Some of your designs look rather sculptural, do you feel more like an artist when you design?
Karisia Paponi: I like working with different materials as if I were an architect of a sculptor. Yet I always have a very linear approach and tend to combine two almost dichotomic aspects in my works: my prints are very decorative, while the shapes and silhouettes are very simple, almost basic. In the case of my porcelain inspired collection some pieces, like the dish-like coat, were based on a sort of revised and folded up circle, a jacket was instead inspired by a flattened out gift box.

Can you give us a few insights on the new collection on which you have been working while at quartier21?
Karisia Paponi: I’m focusing on more wearable designs at the moment and I have recently been working on an experimental draping technique. I’m trying to turn draping into a more contemporary element of fashion design. I’m experimenting at the moment with an innovative system that would allow a dress to drape by itself on the wearer’s body. Print-wise the new collection will be inspired by tarot cards that symbolise how human beings often resemble playing cards: we pretend we are as neutral and emotionless as cards, hiding our feelings, but deep down in our hearts we feel angry, sad or maybe crazily in love.

Your family works in the footwear business, do you feel that somehow your background helped you becoming a fashion designer?
Karisia Paponi: I grew up in a fashion environment and I think my family helped me to understand what I wanted to do with my life. I’m obsessed with shoes and maybe one day I will also work on an accessory line, but I must admit clothes allow me to give full rein to my creativity. Shoes are more complex and technical in many ways because they must respect the shape and silhouette of the foot, while you can create clothes that do not respect the shape of the human body.

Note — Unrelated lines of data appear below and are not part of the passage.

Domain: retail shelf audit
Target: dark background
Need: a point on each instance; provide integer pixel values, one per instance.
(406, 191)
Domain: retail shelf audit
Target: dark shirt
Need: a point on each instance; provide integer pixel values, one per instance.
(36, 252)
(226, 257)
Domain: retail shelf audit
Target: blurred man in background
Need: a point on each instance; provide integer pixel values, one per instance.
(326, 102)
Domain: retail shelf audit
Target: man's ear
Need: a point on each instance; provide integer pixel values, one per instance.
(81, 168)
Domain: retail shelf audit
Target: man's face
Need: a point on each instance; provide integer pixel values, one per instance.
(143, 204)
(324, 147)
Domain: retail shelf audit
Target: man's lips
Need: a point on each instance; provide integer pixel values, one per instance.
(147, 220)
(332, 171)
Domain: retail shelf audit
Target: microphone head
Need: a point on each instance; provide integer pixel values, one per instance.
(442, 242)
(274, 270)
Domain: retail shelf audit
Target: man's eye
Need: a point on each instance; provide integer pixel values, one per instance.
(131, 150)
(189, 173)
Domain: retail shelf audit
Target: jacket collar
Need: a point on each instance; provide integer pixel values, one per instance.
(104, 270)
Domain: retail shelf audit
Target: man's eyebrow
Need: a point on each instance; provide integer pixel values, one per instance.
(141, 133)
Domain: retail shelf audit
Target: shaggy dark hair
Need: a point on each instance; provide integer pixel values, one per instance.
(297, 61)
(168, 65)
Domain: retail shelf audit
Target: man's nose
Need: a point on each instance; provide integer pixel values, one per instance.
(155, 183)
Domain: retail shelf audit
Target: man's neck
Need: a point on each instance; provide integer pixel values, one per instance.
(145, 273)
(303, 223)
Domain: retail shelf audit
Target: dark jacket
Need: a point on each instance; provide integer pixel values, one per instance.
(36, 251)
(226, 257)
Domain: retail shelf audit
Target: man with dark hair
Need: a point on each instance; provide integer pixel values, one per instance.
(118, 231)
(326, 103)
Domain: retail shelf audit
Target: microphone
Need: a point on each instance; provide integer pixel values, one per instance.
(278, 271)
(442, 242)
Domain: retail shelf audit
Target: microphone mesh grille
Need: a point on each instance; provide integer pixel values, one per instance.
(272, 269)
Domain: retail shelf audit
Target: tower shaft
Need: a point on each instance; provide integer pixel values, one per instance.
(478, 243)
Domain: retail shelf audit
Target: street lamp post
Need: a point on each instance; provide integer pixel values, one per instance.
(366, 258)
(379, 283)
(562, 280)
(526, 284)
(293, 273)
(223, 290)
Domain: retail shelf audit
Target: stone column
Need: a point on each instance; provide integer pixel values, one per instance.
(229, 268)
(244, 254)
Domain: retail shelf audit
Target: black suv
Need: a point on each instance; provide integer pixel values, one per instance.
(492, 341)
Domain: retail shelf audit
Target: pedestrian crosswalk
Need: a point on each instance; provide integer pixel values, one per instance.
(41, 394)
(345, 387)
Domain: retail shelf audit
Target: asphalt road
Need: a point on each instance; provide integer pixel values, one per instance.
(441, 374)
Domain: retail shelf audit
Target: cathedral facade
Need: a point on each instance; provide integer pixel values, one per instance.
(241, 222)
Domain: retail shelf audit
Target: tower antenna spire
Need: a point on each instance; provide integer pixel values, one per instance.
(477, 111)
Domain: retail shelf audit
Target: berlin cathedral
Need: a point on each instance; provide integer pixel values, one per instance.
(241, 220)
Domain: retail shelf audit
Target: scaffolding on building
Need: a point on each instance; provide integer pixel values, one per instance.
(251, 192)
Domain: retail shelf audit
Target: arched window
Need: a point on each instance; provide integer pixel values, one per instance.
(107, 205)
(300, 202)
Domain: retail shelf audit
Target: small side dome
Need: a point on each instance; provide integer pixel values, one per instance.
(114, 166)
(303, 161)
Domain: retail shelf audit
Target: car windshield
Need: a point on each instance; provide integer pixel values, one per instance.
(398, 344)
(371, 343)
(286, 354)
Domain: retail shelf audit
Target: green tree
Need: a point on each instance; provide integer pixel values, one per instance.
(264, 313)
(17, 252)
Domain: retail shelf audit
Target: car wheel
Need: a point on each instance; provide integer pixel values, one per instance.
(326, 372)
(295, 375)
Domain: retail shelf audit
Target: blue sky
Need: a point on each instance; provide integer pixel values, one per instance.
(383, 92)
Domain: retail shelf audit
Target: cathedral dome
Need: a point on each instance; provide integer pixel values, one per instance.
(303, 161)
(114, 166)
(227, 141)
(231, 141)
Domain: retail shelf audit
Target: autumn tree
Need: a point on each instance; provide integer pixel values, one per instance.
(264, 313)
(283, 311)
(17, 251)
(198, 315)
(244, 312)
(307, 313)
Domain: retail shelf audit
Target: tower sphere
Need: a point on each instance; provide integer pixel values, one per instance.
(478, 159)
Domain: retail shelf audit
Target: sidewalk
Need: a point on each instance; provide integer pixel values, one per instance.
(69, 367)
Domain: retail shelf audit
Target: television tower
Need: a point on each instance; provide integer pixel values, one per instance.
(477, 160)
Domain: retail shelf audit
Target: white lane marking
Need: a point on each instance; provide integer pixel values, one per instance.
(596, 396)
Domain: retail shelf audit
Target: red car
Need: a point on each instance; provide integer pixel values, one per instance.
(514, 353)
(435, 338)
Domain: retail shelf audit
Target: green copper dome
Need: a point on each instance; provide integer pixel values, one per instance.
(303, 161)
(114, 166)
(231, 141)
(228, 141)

You will stay in Vienna until the end of the year: what will you cherish of this experience and what plans do you have for the future?
Karisia Paponi: I’ve been very lucky to be able to take part in this project and to live this unique experience and I hope that, in future, I’ll be able to give the same chance to another person, maybe helping a young artist one day to develop his or her passions. For what regards the future, while I’ve always felt a great desire to start working for myself, I feel I’m not ready yet to launch my own label. So I think I’ll take part in a few more competitions such as the Hyères Festival as they are always good platforms to develop your knowledge and I’m also pondering at the moment on the possibility of doing an internship in New York at Proenza Schouler’s.

“50+ Anni di Moda Italiana” is at quartier21, Vienna, until 20th January 2010.